Como ocorreu a prisão em Palmeiras Barra Funda
A equipe da Polícia Federal, coordenada pelo delegado Carlos Eduardo Mendes, realizou a prisão de Ricardo Oliveira em sua residência, localizada em Palmeiras Barra Funda, em São Paulo. A residência é um condomínio de luxo e a prisão ocorreu após uma operação de vigilância que durou vários meses.
A equipe da PF foi acionada após a conclusão da investigação e a obtenção de um mandado judicial.

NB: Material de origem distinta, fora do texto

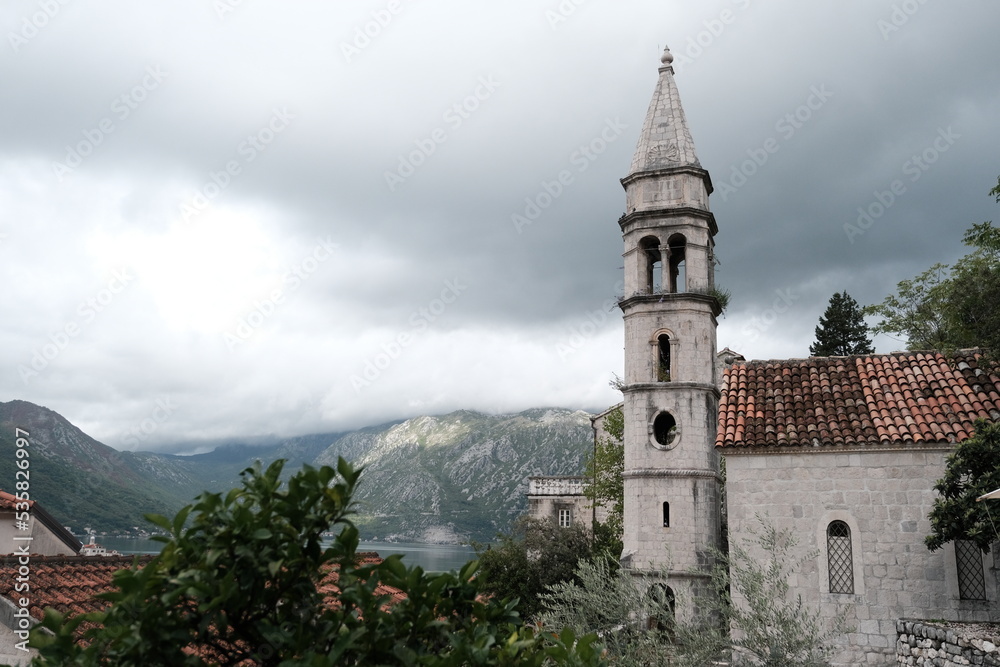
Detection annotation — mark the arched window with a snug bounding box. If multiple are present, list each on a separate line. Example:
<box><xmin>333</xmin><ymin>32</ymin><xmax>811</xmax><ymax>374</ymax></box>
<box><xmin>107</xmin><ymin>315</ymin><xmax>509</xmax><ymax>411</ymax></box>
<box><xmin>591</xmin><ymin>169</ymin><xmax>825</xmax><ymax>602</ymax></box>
<box><xmin>653</xmin><ymin>412</ymin><xmax>677</xmax><ymax>447</ymax></box>
<box><xmin>646</xmin><ymin>584</ymin><xmax>677</xmax><ymax>633</ymax></box>
<box><xmin>639</xmin><ymin>236</ymin><xmax>663</xmax><ymax>294</ymax></box>
<box><xmin>667</xmin><ymin>234</ymin><xmax>687</xmax><ymax>293</ymax></box>
<box><xmin>826</xmin><ymin>521</ymin><xmax>854</xmax><ymax>595</ymax></box>
<box><xmin>656</xmin><ymin>334</ymin><xmax>670</xmax><ymax>382</ymax></box>
<box><xmin>955</xmin><ymin>540</ymin><xmax>986</xmax><ymax>600</ymax></box>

Na residência, foram encontradas diversas provas que incriminam Oliveira, incluindo documentos, equipamentos e dinheiro em espécie. A equipe da PF também apreendeu o computador pessoal de Oliveira, que está sendo analisado pela Polícia Federal. A prisão foi realizada sem disparos de arma de fogo e sem a necessidade de confronto armado.
A operação “Tempestade” é uma das maiores operações de combate à corrupção da história do Brasil. A operação envolveu a atuação de centenas de policiais federais e procuradores da República. A operação é um marco na luta contra a corrupção e representa um exemplo de sucesso para o combate à impunidade no Brasil.